Le Canadien (d’origine russe) Daniel Kogan, 26 ans, ouvre cette deuxième journée de demi finale, avec le 5e Concerto K. 219 de Mozart (qu’on entendra quatre fois aujourd’hui). Il donne d’emblée le ton, avec une introduction tendue, mystérieuse, aux limites de l’étrangeté, avant de s’élancer dans un allegro bondissant, traversé, au loin, par cette mélancolie qui signe toute la musique de Mozart. Avec, en prime, une cadence de son cru, sous forme de bataille (fraternelle) avec les deux premiers violons... De quoi annoncer un Adagio qui se révélera effectivement d’une extrême subtilité : sonorités fines mais corsées, incessantes trouvailles, intensité. Le Rondeau, dans son apparente simplicité, prendra des accents tout neufs, mené dans un climat d’évidence aux côtés d’un orchestre très inspiré.
Tout autre proposition avec Stephen Kim, 23 ans, américain d’origine coréenne dont, au premier tour, nous avions apprécié le raffinement et la profondeur. Lui-aussi signe les cadences (fort séduisantes) et si son approche est globalement moins surprenante, ou du moins plus univoque que celle de son confrère canadien, on notera chez lui, outre la belle agogique, des sonorités pures et lumineuses, un certain refus de legato et un naturel désarmant. Mozart, c’est aussi ça.
Le premier récital sera donné par l’Américaine d’origine coréenne Elly Suh, 29 ans (demi-finaliste en 2015) qui, quoique rivée à la partition, donne de la pièce de Bram Van Camp une version très fouillée, aux climats clairement contrastés et expressifs. Les mêmes qualités ne serviront pas la Sonate K. 303 de Mozart, selon nous hors style et incompréhensible de bout en bout (notamment dans le dialogue avec Thomas Hoppe). Étude (III) de Widmann brillante mais indigeste (vif succès), sonate d’Ysaÿe servie par une réalisation parfaite et habitée, et Campanella de Paganini supersonique : la prestation restera pour le moins bigarrée.
L’Américaine Stella Chen, 26 ans, conclut la séance avec un Scherzo-Bagatelle poétique, jazzy, déchaîné, bref : étourdissant et très gai (Victor Asuncion au piano).
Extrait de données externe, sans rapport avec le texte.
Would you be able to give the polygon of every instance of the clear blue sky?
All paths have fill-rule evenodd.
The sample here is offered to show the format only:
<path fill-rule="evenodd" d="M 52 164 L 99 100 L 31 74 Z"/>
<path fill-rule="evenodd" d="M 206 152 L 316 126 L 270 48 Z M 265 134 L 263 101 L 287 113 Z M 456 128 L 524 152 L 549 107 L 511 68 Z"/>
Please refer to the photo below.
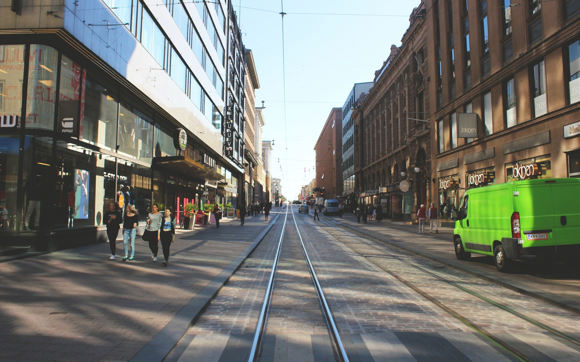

La Sonate d’Ysaÿe confirmera un tempérament chaleureux et une formidable assurance technique, et quoique inégale, la Fantaisie D. 934 de Schubert offrira un moment d’authentique bonheur musical, ouverte sur un trait pianissimo céleste, et poursuivant avec grâce (ou vigueur) sur le merveilleux thème de Suleika.